Portanto, como se vê, quem de facto altera não é a Câmara Municipal.
Em casos excepcionais devidamente fundamentados e quando haja divergência entre as posições das entidades representadas na conferência de serviços e a posição final da comissão de coordenação e desenvolvimento regional favorável à delimitação proposta, essas entidades podem promover, no prazo de 15 dias, a consulta à Comissão Nacional da REN, para efeitos de emissão de parecer, dando conhecimento à comissão de coordenação e desenvolvimento regional e só após a emissão de parecer pela Comissão Nacional da REN, a comissão de coordenação e desenvolvimento regional pode ponderar a sua posição final.

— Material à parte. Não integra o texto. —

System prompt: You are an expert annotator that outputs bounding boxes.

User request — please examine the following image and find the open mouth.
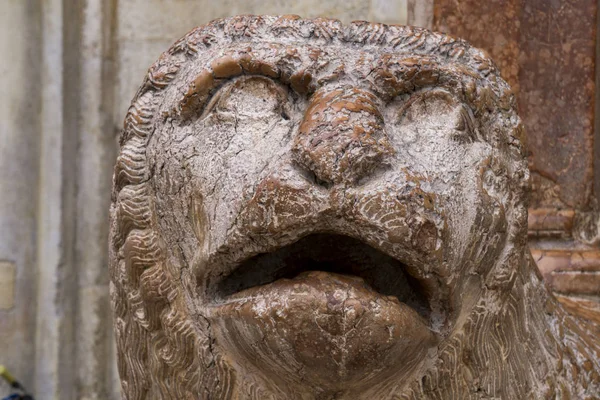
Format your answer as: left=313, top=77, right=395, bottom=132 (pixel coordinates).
left=207, top=233, right=438, bottom=391
left=210, top=233, right=431, bottom=319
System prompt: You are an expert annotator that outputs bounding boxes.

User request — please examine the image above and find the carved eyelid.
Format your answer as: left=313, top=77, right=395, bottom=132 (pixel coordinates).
left=199, top=75, right=288, bottom=120
left=395, top=88, right=480, bottom=141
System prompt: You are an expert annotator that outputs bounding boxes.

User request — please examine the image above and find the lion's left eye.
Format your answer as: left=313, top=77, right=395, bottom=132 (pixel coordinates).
left=395, top=89, right=477, bottom=143
left=451, top=105, right=476, bottom=143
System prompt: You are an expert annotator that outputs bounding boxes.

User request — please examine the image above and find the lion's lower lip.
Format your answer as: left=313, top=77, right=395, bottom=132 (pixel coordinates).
left=209, top=271, right=437, bottom=390
left=211, top=271, right=427, bottom=330
left=222, top=271, right=403, bottom=306
left=211, top=234, right=430, bottom=319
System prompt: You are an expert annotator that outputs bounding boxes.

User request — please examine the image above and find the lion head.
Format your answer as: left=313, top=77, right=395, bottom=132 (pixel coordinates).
left=110, top=16, right=598, bottom=399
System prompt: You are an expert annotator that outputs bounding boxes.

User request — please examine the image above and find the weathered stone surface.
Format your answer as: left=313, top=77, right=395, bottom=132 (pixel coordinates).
left=110, top=16, right=600, bottom=399
left=434, top=0, right=598, bottom=210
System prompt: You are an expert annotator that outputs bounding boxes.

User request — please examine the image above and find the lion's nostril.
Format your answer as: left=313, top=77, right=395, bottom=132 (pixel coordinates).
left=293, top=88, right=394, bottom=183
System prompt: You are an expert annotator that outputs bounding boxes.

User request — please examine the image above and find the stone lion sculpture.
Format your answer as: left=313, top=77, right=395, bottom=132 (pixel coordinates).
left=110, top=16, right=600, bottom=400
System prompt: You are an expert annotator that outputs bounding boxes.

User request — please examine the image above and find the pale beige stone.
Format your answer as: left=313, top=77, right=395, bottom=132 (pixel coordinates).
left=0, top=261, right=16, bottom=310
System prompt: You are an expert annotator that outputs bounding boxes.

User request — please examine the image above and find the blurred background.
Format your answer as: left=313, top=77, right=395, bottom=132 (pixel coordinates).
left=0, top=0, right=600, bottom=400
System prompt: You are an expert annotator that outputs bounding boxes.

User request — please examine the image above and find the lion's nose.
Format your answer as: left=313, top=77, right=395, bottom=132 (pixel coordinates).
left=293, top=87, right=394, bottom=184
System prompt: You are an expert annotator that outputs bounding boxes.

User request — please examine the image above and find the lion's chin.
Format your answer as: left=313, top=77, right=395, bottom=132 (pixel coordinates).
left=210, top=271, right=437, bottom=393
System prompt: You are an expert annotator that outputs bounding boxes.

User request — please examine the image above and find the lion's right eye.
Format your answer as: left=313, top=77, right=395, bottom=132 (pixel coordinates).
left=201, top=76, right=289, bottom=120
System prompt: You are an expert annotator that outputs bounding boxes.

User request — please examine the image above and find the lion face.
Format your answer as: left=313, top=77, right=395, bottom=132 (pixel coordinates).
left=110, top=16, right=518, bottom=398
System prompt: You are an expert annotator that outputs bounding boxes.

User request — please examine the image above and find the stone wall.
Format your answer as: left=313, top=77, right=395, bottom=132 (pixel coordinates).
left=0, top=0, right=600, bottom=400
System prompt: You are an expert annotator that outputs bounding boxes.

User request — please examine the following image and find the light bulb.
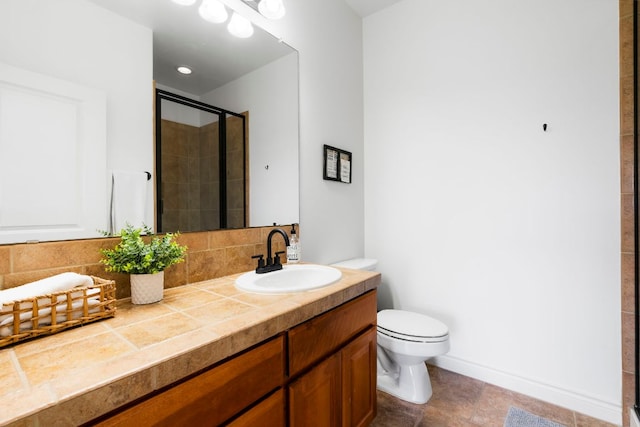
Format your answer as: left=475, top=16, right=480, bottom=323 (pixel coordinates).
left=258, top=0, right=286, bottom=19
left=198, top=0, right=229, bottom=24
left=227, top=12, right=253, bottom=39
left=171, top=0, right=196, bottom=6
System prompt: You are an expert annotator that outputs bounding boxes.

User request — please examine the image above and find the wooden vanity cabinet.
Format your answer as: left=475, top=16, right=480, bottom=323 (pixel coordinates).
left=91, top=335, right=285, bottom=426
left=287, top=292, right=377, bottom=427
left=90, top=291, right=377, bottom=427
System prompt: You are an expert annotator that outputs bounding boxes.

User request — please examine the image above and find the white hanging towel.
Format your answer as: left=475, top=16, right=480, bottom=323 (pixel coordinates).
left=109, top=170, right=148, bottom=234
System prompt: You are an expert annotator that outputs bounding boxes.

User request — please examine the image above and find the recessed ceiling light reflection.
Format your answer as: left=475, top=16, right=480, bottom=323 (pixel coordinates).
left=176, top=65, right=193, bottom=75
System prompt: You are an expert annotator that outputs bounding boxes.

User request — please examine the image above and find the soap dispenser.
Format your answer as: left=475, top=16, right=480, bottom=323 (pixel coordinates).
left=287, top=224, right=300, bottom=264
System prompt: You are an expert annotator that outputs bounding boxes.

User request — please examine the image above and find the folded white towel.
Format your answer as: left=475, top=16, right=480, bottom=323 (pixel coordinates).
left=0, top=272, right=93, bottom=312
left=0, top=298, right=100, bottom=337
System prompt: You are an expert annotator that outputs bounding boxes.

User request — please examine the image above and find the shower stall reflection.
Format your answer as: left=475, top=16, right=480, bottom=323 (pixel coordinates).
left=156, top=90, right=248, bottom=232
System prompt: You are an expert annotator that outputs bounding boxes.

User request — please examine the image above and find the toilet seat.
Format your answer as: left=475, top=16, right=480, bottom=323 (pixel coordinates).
left=377, top=310, right=449, bottom=343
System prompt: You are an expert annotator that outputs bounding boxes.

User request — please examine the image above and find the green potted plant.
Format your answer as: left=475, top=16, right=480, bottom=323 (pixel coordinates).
left=100, top=224, right=187, bottom=304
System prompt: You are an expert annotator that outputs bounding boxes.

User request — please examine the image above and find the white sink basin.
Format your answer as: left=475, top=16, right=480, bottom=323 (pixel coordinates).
left=236, top=264, right=342, bottom=294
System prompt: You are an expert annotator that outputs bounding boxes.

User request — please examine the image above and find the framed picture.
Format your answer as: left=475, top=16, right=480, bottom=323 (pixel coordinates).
left=322, top=144, right=351, bottom=184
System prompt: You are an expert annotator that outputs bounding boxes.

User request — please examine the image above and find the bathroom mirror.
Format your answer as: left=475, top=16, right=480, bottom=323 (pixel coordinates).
left=0, top=0, right=299, bottom=244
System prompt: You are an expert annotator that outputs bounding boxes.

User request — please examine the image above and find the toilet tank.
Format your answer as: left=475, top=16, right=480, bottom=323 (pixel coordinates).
left=331, top=258, right=378, bottom=271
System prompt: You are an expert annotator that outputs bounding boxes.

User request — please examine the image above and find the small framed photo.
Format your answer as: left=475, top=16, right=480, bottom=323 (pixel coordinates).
left=322, top=144, right=351, bottom=184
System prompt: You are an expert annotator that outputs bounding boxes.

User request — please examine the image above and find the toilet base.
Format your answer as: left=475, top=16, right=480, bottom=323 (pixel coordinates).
left=377, top=362, right=433, bottom=404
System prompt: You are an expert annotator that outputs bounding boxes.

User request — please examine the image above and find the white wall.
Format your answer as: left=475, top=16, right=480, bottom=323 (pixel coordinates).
left=0, top=0, right=154, bottom=230
left=364, top=0, right=622, bottom=423
left=262, top=0, right=364, bottom=263
left=202, top=52, right=300, bottom=226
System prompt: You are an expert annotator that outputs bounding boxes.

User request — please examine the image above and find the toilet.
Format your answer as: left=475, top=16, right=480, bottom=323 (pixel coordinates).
left=332, top=258, right=449, bottom=404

Quanto a este ponto estamos esclarecidos.
Mas mais importante ainda, convém salientar algo que não é de forma alguma nada despiciendo. É que a Câmara foi lesta a publicitar a alteração da REN no concelho, atribuindo-se competências que de forma alguma tem mas não foi lesta a fazer aquilo que lhe competia.

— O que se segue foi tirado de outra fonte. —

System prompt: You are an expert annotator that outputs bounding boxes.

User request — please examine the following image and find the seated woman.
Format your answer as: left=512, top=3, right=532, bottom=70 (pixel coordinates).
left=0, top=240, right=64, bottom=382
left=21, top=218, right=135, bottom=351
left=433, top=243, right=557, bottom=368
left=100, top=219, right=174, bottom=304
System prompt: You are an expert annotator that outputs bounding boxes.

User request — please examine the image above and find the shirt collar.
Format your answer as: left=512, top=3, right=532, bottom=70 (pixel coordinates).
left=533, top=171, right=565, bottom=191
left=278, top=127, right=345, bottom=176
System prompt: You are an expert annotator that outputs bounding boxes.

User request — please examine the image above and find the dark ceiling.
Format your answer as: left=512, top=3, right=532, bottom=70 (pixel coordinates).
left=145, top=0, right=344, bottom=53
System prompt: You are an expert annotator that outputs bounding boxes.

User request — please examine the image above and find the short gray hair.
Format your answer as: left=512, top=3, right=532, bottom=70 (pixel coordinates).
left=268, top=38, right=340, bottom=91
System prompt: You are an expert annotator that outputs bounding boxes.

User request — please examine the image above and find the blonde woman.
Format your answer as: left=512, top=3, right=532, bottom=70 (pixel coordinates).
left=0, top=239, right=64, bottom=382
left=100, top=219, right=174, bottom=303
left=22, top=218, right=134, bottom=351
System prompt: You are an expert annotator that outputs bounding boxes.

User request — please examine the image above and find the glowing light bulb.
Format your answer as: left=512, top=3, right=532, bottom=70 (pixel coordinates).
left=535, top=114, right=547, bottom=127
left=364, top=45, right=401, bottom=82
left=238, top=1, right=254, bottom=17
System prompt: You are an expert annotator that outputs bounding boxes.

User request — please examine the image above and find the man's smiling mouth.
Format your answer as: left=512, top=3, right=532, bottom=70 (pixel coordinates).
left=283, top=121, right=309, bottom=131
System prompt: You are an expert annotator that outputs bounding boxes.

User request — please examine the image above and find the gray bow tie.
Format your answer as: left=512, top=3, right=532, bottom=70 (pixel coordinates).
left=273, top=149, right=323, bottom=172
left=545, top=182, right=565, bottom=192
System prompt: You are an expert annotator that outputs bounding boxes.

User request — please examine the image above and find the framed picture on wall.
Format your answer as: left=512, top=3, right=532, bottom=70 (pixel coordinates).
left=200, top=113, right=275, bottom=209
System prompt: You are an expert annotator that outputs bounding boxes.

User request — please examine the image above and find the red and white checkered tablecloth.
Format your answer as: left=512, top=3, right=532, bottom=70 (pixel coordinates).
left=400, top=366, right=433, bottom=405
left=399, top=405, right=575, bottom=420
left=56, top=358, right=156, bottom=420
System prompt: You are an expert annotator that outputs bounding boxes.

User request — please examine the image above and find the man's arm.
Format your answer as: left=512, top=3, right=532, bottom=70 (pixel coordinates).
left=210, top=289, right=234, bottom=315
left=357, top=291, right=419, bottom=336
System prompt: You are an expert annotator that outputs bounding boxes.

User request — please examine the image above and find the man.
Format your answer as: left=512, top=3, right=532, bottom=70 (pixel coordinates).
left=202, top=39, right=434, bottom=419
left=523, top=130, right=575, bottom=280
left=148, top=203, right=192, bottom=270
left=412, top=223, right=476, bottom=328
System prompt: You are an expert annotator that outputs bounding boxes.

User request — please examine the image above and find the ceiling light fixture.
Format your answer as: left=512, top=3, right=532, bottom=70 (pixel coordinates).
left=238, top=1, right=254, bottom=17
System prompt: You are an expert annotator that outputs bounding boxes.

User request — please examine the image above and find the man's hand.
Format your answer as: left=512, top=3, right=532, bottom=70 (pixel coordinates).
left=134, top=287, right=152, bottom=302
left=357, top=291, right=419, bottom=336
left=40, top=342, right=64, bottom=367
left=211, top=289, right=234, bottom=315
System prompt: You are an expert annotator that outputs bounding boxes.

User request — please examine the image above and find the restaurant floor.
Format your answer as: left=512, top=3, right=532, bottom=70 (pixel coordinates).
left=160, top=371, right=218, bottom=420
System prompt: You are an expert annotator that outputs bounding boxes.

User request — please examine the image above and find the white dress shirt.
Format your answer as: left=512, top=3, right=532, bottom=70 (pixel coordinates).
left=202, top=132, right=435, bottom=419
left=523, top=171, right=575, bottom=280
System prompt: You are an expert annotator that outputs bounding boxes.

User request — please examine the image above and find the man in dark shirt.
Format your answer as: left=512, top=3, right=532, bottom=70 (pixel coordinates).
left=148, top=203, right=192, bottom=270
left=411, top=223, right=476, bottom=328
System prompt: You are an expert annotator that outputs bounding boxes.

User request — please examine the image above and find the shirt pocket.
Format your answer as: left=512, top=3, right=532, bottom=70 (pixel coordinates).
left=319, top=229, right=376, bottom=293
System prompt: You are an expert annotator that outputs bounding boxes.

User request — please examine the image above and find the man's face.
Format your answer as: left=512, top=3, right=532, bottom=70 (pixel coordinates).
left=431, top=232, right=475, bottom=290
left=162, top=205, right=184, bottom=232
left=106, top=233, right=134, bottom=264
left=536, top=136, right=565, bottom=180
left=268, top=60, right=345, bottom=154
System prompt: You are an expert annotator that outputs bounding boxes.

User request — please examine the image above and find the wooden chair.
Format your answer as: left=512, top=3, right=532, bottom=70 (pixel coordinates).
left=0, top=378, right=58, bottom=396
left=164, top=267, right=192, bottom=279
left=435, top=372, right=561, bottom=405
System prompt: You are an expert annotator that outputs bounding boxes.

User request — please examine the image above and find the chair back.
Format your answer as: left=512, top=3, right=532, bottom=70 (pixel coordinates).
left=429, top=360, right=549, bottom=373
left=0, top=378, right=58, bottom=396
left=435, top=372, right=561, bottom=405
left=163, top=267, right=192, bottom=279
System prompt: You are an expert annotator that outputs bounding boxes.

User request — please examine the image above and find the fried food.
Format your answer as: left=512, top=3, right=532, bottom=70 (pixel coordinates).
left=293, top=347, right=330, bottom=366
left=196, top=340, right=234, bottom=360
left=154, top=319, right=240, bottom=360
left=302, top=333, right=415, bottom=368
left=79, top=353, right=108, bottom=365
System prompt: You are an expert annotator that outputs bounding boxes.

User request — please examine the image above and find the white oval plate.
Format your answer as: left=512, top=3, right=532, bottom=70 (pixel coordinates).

Então pretende-se alterar a carta da REN no concelho sem a devida informação e discussão pública?
Ora o Decreto-Lei nº 166/2008, de 22 de Agosto, no seu artigo 6º (Direito à informação e à participação) é bastante claro e inequívoco e diz o seguinte:
Ao longo da elaboração das orientações estratégicas de âmbito nacional e regional e da delimitação da REN a nível municipal, as entidades públicas competentes devem facultar aos interessados, nos respectivos sítios da Internet, todos os elementos relevantes para que estes possam conhecer o estádio dos trabalhos e a evolução da tramitação procedimental, bem como formular observações, sugestões e pedidos de esclarecimento.
Ora dando uma volta pelo sítio do município, não se vislumbra o que quer que seja sobre a matéria. Onde está a informação e, mais importante, onde está a participação? Pedimos desculpa se a houve mas a ter existido, deve ter sido muito incipiente pois mal demos por ela.

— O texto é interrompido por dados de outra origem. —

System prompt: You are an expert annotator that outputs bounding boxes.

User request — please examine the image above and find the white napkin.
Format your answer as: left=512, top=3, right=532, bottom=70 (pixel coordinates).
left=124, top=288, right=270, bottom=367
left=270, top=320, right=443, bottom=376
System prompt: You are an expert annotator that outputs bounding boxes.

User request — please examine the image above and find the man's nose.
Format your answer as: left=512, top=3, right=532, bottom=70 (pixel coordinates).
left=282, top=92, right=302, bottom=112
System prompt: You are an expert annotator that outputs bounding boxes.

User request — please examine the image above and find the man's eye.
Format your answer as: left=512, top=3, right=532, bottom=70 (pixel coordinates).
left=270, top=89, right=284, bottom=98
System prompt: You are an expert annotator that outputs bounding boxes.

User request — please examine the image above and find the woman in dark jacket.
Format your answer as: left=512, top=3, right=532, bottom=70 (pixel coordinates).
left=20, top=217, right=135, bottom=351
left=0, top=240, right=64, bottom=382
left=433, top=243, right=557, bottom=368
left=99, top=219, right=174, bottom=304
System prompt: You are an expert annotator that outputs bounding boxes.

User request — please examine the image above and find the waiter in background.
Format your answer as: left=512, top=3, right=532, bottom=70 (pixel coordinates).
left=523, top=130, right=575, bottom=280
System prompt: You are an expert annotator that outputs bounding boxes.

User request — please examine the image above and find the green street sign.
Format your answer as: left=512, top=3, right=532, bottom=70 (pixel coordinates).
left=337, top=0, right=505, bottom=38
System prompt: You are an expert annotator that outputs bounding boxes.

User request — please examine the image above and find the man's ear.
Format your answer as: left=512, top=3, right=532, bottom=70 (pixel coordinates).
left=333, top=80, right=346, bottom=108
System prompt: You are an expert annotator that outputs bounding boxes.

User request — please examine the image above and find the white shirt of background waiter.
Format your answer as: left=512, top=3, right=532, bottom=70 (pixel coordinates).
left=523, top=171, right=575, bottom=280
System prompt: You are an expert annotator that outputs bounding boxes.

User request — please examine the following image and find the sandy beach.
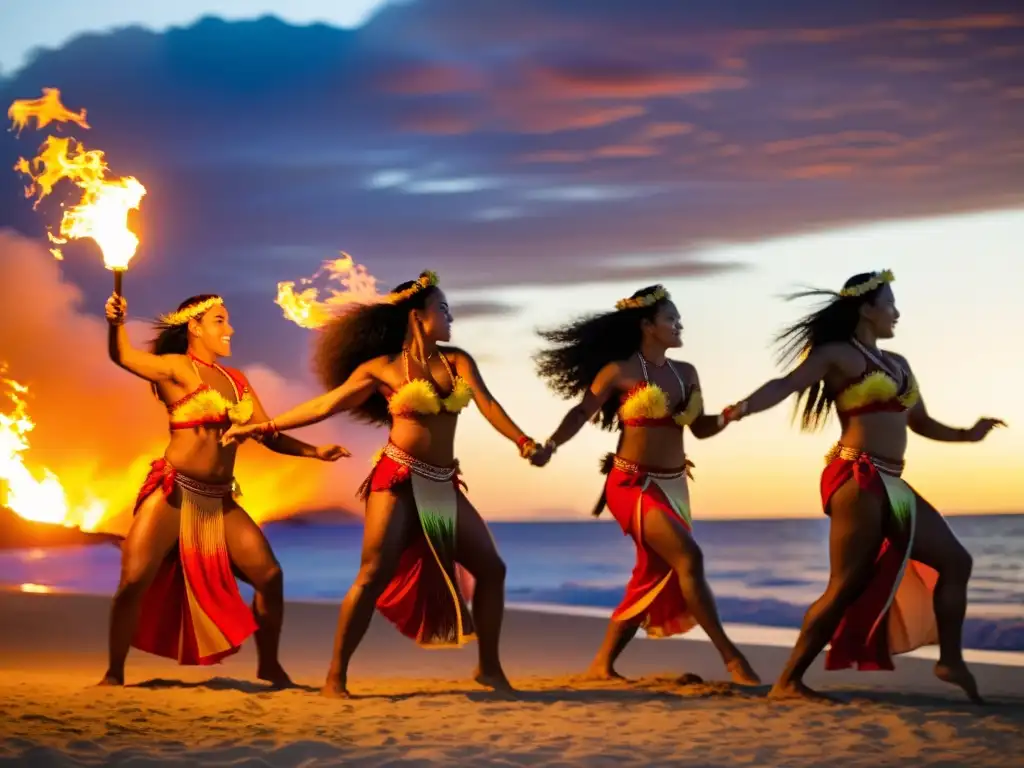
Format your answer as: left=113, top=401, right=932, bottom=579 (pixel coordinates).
left=0, top=593, right=1024, bottom=768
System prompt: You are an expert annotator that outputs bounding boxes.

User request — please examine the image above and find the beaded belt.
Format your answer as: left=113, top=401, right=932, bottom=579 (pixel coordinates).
left=825, top=442, right=906, bottom=477
left=384, top=442, right=459, bottom=482
left=611, top=456, right=693, bottom=480
left=174, top=472, right=238, bottom=499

O que é facto é que aos munícipes foi dada a informação da alteração da carta da REN mas isso é muito vago. Alteração significa exactamente o quê? Foi proposta uma diminuição ou um aumento da área da REN? Em que local ou locais do concelho, vão incidir as alterações? Porque não são publicadas as cartas? E para além disso, para além dos clichés, dos chavões, dos lugares-comuns, ainda não sabemos qual a justificação que permite concluir que esta alteração vai de facto desbloquear o investimento no concelho. Em que permissas se baseiam? Qual a real necessidade de alterar a área da REN no concelho? E, já agora, que tipo de investimento? Compra e venda de terrenos para habitação - sim, estamos a pensar em especulação imobiliária - ou terrenos para implementar tecido industrial? E que tipo de indústrias? Defina-se investimento neste contexto! É que nas áreas incluídas na REN são interditos ou usos e as acções de iniciativa pública ou privada que se traduzam em:
a) Operações de loteamento;
b) Obras de urbanização, construção e ampliação;
c) Vias de comunicação;
d) Escavações e aterros;
e) Destruição do revestimento vegetal, não incluindo as acções necessárias ao normal e regular desenvolvimento das operações culturais de aproveitamento agrícola do solo e das operações correntes de condução e exploração dos espaços florestais.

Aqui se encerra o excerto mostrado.